Credit Suisse: la procura federale indaga sul riciclaggio di denaro sporco

finews.ch 8.7.19

Il Credit Suisse è coinvolto in un’indagine penale da parte dell’Ufficio del Procuratore Federale con l’accusa di riciclaggio di denaro. Le indagini si concentrano su mafiosi e traffico di droga.

La procedura della procura federale si chiama “Bulco”. Riguarda il sospetto di riciclaggio di denaro qualificato e la partecipazione a un’organizzazione criminale, ha scritto il giornale “La Svizzera nel fine settimana” .

Al centro c’era un padrino bulgaro della mafia, e parlava del commercio di cocaina dal Sud America. L’inchiesta è in corso dal 2008 e, da alcuni anni, contro Credit Suisse (CS).

Attività criminali

“Oltre alle dieci persone fisiche attualmente in carica, il caso criminale è stato esteso a Bank Credit Suisse nel novembre 2013 per presunte carenze nell’organizzazione interna della banca di riciclaggio di denaro qualificato”, ha detto il giornale al procuratore federale. Era la presunzione di innocenza.

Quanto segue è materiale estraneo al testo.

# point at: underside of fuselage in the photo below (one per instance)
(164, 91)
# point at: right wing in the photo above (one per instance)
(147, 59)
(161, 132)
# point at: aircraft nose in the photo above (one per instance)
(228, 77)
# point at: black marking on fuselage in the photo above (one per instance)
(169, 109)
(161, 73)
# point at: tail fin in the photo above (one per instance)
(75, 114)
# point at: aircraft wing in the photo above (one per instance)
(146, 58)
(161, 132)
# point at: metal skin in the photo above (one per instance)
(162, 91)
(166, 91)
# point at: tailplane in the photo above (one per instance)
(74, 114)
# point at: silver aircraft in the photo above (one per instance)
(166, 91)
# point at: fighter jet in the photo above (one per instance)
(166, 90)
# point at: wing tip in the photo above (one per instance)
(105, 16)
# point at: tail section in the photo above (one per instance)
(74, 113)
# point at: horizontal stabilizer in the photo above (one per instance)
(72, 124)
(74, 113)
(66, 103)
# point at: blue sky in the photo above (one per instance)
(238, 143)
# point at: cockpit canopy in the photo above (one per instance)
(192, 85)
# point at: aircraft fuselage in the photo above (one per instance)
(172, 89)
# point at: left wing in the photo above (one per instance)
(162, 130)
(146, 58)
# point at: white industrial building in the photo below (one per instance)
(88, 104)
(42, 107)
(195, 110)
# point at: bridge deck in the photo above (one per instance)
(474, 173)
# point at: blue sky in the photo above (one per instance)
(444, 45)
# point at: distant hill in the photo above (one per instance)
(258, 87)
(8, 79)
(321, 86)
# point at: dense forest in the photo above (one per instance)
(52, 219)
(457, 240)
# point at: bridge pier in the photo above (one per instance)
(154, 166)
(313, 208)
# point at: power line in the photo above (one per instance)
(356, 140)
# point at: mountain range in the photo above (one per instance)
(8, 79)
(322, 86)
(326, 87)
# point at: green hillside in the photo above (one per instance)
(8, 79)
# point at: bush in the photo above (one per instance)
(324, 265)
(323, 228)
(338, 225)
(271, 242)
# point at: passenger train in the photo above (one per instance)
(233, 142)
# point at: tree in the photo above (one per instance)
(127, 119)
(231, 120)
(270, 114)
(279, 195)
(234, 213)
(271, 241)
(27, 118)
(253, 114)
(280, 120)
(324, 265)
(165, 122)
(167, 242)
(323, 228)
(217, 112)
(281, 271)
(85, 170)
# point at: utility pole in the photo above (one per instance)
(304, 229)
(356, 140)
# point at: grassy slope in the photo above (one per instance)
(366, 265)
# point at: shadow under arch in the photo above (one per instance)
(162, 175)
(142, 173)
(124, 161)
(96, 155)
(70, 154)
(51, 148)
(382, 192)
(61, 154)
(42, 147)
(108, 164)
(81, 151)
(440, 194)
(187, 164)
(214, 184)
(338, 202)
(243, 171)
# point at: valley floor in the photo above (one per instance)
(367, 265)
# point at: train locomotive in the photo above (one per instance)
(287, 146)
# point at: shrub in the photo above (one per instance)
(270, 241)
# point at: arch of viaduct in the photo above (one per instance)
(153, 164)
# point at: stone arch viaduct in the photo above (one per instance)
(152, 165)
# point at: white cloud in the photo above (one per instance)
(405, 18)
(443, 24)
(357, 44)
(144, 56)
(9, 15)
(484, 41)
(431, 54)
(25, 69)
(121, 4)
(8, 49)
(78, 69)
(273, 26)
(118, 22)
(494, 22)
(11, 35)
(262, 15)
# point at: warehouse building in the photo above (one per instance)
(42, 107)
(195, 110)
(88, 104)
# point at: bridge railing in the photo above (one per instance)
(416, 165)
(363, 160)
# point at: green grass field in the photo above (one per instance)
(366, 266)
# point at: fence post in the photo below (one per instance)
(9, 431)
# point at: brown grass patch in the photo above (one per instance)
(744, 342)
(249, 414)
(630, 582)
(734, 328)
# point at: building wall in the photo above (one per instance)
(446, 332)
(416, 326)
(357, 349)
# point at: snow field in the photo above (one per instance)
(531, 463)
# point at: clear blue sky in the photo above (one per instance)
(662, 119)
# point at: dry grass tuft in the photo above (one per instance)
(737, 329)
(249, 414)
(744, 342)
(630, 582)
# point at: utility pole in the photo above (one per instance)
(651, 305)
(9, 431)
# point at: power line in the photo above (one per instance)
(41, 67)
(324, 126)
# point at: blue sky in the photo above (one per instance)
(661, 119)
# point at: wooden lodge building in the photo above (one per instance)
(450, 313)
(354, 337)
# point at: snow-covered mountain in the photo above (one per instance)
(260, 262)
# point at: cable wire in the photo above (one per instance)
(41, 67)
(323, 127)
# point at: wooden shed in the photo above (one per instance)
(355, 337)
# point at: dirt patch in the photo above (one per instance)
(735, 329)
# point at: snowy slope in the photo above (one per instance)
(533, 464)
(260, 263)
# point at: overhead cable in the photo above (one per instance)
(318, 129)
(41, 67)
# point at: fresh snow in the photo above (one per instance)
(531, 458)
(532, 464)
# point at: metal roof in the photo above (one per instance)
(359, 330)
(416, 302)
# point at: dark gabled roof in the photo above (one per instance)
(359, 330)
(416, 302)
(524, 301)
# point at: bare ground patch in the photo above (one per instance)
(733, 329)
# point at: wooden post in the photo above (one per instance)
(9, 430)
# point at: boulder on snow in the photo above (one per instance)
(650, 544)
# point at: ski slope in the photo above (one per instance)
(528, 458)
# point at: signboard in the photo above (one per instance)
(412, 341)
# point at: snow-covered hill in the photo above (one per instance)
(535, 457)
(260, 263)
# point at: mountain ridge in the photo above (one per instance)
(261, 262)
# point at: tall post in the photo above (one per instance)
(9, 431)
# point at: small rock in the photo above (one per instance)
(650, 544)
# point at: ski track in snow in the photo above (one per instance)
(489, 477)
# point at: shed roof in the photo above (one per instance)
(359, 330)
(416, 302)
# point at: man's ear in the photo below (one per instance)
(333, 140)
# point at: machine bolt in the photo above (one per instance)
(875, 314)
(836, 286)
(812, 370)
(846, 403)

Le macchinazioni criminali erano state mascherate da immobili e attività finanziarie, anche in Svizzera. I proventi del traffico di droga erano stati inviati tramite bonifico bancario o nascosti in auto in Bulgaria. Inoltre, si dice che sia stato investito in navi e, tra gli altri a Montreux e Ginevra, nel settore immobiliare.